I can’t remember the specifics but I do remember reading about one English case where the divorce was denied because collusion was suspected.
@DS the divorce aspect never really bothered me but the hero says he is the Duke of Retherford. He gets what he wants.
I’m so looking forward to reading this book. It’s near the top of my TBR pile.
It would be a nice twist though if just once the I-promise-to give-you-a-Regency-divorce-if-you-do-this guy found out that he wasn’t the one who actually decided if a divorce was granted. In a books where the two people find out they don’t really want a divorce but are too proud to admit it, that might even be a happy ending of sorts.
I read this book and loved it, but I don’t understand why you were frustated by the fact that she didn’t take lovers. Is it so hard to imagine that she was still in love with her husband and didn’t want to sleep with other men while still married? Is infidelity so appealing?
@Junne Considering that he hurt her badly and she wanted to divorce him and was willing to endure the shame and notoriety of being a) faithless and b) a divorcee, then yes, I would have liked to have seen her enjoy herself physically a bit in the intervening time. Philip did.
Well, this is only my opinion but I would have respected her less if she did.
In fact, I don’t think I would have finished the book. But I kinda understand what you mean, even though to me I can’t imagine their marriage in the future knowing she slept with half London. Given how jealous the hero seems to be, I wouldn’t have believed in their HEA.
I do realize however I’m unfair because he took a mistress, but even though he did I expect the heroine to have moral standards.
That’s why I didn’t even bother to read the Sherry Thomas book about a split couple, knowing the h had cheated.
(Please excuse me for my english, it is not my native language)

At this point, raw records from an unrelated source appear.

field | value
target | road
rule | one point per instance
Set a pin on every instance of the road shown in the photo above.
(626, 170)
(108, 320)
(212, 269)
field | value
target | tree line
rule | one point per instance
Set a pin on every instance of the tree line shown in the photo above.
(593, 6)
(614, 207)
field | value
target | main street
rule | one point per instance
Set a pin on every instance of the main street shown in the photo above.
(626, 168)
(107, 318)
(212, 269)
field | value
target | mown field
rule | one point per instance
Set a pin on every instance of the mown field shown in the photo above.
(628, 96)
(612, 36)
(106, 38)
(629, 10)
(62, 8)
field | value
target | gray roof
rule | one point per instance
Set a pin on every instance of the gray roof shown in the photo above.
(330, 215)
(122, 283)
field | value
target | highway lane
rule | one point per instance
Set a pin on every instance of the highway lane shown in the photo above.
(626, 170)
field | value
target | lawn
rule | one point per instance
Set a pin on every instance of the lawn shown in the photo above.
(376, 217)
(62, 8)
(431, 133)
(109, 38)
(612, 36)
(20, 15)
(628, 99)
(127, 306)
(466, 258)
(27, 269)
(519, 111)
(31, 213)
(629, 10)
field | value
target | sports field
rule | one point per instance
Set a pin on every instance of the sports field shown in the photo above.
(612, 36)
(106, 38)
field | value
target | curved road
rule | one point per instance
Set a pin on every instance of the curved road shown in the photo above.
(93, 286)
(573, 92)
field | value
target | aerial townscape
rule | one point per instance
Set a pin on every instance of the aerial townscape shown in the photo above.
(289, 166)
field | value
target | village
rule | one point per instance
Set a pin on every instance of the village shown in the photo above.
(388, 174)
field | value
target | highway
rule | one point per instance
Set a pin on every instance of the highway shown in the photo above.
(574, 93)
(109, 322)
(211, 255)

On the servant issue – it wasn’t just that the servants would feel personally uncomfortable with their employer playing cards – they might also feel that they’d have to quit if their mistress was judged unacceptable socially. (Which would happen if stories got around that she liked to socialize with the staff.) No one wanted to hire a servant who had worked for someone shunned by society – your employers sins would transfer to you, the servant, and you’d be suspect of either indulging in the same kind of behavior or worse. Which of course no employer would want introduced into their own staff. This is why in many stories where the heroine is supposed to have “sinned” or “fallen” it’s a big deal when a servant plays the “devoted and trusted friend” and stays with her, rather than trying to quickly find another job.

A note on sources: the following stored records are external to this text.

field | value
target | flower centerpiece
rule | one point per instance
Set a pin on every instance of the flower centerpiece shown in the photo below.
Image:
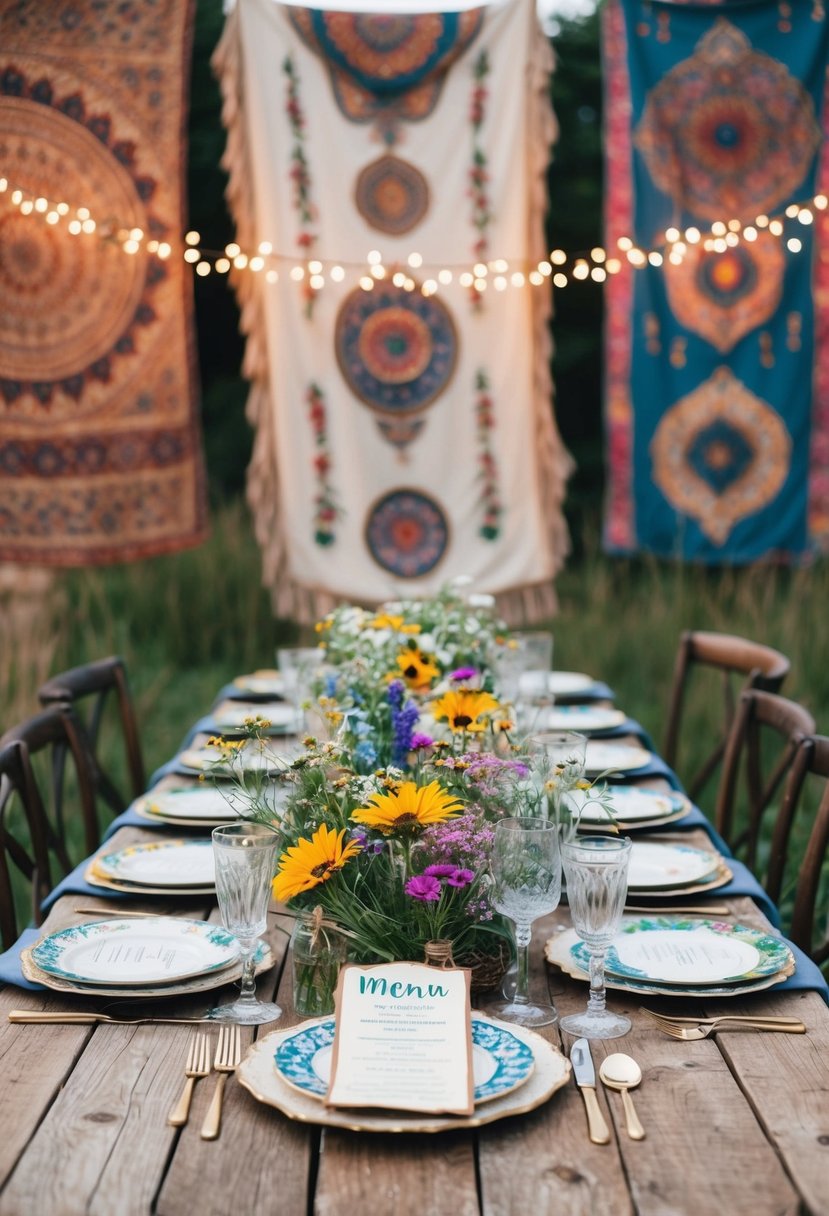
(387, 827)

But then, like others are saying, I’ve totally been known to overlook this sort of thing in a romance. Though later, after the reading, I usually do find my brain stuck on all the things that don’t quite logic out.
As I get older, I find that I don’t enjoy these storylines anymore. I don’t know why the woman has to stay faithful while the husband is fully enjoying a physical relationship. So I guess it helps the “HEA” that the world believes she is a “whore” but hubby knows that she really isn’t and that is all important. I believe Lorraine Heath has an upcoming book with a similar storyline — yeah — I didn’t like it either.

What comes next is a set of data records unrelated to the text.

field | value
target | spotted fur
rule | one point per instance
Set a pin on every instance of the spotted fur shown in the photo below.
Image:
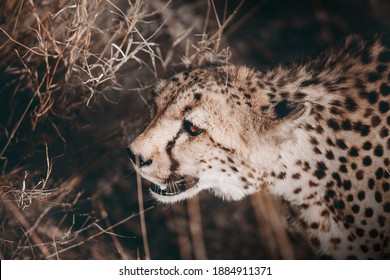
(315, 134)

okay, I’ll definitely give this one a go. Fingers crossed I find a new author to love.
@Jane
I read this a couple days ago and while I enjoyed parts of it, I wanted that one scene that was missing. That “flashback” scene where we got to see her reaction when he told her why he married her. We were only “told” about it from his POV but we never “saw” it from hers. I think that could have, for me, made the story more emotional.
@Mad I think that would have been a great scene too!